Bilim adamı Prof. Dr. Naci Görür, “Alüvyal arazilerin üzerine yapılan yapılarda depremin şiddeti 3 kat artar” diye söyleyince hemen Ege Üniversitesi Toprak ve Bitki Besleme Bölümü üyesi Prof. Dr. Bülent Okur ‘u aradım. “Hocam alüvyal arazilerin üzerine yapılan yapılar depremin şiddetini 3 kat artarak hissediyormuş İzmir’de bana bu denilene benzeyen yerlerin neresi olduğunu söyleyebilir misiniz?” dedim.
Prof. Dr. Bülent Okur şöyle cevap verdi;
Hakancım alüvyal topraklar, akarsular tarafından taşınan kil, kum, çakıl gibi maddelerin birikmesiyle oluşan topraklardır. Mineral ve organik madde bakımından zengin olan bu topraklar verimli oldukları için üzerinde tarım faaliyeti yapılan birinci sınıf topraklardır. Buna göre öncelikle Ege Üniversitesi Ziraat Fakültesinden başlayarak sana İzmir’de alüvyal arazilerin üzerine kurulan yerleri elimden geldiğince sayayım. Bornova Ovası, Kemalpaşa, Menemen, Çiğli, Bostanlı, İnciraltı, Bayındır, Tire Ödemiş ve daha nice yerler var ki ayaküstü aklıma takılan bunlar. Bu gibi birinci sınıf tarım arazilerinin üzerine binaları yapmaktan bir an evvel vazgeçmemiz gerekiyor. Aksi takdir de ülkemiz gibi bölgemizinde deprem bölgesi olması dolayısıyla başımıza çok büyük felaketler geleceği aşikârdır.

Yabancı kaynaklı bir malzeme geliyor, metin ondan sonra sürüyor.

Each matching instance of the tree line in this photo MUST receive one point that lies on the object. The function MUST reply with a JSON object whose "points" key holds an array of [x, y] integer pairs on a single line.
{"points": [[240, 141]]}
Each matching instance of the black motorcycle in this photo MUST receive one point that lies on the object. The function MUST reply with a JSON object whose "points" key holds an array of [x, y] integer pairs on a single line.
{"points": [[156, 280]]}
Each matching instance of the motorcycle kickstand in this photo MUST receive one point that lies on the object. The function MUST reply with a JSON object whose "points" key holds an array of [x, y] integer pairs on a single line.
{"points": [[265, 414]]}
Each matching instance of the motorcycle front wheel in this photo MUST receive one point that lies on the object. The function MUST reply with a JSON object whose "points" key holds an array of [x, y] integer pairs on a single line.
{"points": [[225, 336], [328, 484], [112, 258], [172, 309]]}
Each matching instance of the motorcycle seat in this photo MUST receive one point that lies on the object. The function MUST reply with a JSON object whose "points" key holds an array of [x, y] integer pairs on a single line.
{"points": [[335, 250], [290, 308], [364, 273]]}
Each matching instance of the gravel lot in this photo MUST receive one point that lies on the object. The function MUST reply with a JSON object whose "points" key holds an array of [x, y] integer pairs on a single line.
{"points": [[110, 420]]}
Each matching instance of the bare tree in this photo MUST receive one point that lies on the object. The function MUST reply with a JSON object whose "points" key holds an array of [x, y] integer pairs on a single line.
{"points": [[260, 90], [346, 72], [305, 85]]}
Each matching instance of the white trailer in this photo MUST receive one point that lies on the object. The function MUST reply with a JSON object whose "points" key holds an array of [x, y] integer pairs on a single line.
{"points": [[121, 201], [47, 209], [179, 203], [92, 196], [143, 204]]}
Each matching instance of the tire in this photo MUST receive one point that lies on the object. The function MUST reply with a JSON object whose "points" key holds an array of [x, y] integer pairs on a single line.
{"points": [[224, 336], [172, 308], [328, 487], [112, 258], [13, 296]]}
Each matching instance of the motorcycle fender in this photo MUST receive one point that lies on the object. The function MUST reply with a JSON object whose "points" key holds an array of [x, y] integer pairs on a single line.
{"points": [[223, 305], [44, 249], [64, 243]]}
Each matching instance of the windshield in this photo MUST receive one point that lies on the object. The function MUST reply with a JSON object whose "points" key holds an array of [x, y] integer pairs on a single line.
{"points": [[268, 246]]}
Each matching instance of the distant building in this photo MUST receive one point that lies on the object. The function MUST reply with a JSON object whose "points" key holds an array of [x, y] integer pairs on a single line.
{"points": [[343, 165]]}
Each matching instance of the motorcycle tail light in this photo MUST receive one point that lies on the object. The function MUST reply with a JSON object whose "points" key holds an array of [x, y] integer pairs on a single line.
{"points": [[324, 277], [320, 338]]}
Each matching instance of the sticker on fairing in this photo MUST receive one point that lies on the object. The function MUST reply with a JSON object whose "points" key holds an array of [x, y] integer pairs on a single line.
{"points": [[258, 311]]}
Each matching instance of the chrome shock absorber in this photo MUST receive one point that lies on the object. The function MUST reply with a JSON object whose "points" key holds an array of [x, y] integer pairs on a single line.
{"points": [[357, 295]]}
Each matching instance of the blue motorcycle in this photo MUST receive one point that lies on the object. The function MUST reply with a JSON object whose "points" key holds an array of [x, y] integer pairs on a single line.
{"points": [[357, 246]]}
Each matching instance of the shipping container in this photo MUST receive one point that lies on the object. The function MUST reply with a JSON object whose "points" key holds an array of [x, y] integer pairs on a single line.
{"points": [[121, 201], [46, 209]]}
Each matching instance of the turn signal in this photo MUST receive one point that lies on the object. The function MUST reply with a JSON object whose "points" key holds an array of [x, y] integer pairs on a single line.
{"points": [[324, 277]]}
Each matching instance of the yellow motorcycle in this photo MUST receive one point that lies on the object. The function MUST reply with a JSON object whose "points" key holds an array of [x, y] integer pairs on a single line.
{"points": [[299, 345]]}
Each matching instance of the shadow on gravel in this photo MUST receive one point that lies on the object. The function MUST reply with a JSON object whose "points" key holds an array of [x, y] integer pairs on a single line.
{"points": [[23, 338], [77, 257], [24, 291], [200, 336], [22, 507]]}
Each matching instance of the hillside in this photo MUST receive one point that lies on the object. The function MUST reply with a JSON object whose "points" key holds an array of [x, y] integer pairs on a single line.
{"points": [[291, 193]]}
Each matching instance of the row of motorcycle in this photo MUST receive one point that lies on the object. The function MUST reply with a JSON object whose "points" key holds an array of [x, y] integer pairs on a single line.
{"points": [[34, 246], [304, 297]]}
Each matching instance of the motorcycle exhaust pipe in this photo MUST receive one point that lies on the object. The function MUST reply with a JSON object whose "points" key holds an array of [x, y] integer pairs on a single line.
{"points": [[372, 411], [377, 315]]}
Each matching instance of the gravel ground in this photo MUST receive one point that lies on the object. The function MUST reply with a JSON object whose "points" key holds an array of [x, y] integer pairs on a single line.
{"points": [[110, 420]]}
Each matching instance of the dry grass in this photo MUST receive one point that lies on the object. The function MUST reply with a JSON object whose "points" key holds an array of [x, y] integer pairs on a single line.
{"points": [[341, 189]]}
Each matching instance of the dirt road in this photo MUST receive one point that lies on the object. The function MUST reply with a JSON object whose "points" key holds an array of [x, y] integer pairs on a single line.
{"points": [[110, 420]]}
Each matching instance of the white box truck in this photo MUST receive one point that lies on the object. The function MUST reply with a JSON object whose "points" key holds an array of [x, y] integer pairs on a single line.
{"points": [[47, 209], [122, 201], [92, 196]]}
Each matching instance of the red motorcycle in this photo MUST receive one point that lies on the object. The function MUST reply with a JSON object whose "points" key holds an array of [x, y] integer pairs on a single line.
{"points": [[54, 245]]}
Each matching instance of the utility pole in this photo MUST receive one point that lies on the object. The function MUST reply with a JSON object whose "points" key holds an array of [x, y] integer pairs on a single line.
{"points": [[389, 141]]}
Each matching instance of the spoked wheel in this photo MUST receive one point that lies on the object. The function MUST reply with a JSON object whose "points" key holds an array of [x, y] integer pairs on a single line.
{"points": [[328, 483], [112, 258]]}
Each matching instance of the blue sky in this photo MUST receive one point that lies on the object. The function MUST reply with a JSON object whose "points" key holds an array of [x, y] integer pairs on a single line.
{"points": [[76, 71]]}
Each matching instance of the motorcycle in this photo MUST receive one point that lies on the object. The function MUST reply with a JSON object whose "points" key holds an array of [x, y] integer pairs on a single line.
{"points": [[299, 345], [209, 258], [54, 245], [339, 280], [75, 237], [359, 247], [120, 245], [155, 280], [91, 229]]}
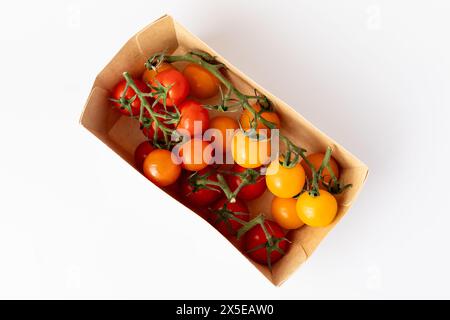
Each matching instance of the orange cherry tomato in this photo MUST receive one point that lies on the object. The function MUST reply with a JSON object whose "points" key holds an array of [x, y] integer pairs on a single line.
{"points": [[316, 160], [226, 126], [195, 154], [202, 82], [285, 182], [247, 118], [284, 212], [149, 75], [249, 152], [159, 168], [317, 211]]}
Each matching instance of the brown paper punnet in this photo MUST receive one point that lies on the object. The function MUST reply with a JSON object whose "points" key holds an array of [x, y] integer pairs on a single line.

Bilim adamlarının yapmış olduğu ciddi uyarılara rağmen onları umursamamanın faturası ne yazık ki vicdanlarımızı paramparça eden görüntülerle karşımıza çıkıyor. Bir başka bilim adamı Ahmet Necdet Sezer tarafından İzmir’den atanan eski Hatay Mustafa Kemal Üniversitesi Rektörü Prof. Dr. Şerafettin Canda’nın rektörlüğü zamanında yapılan Hatay MKÜ hastanesinin bölgede ayakta kalan ender hastane olması sebebi ile arayıp sordum.
Hocam bölgedeki depremzedelere ayakta kalıp hizmet veren ender hastane sizin döneminizde yapılan ve hizmete alınan hastane bu konuda ne söylemek istersiniz?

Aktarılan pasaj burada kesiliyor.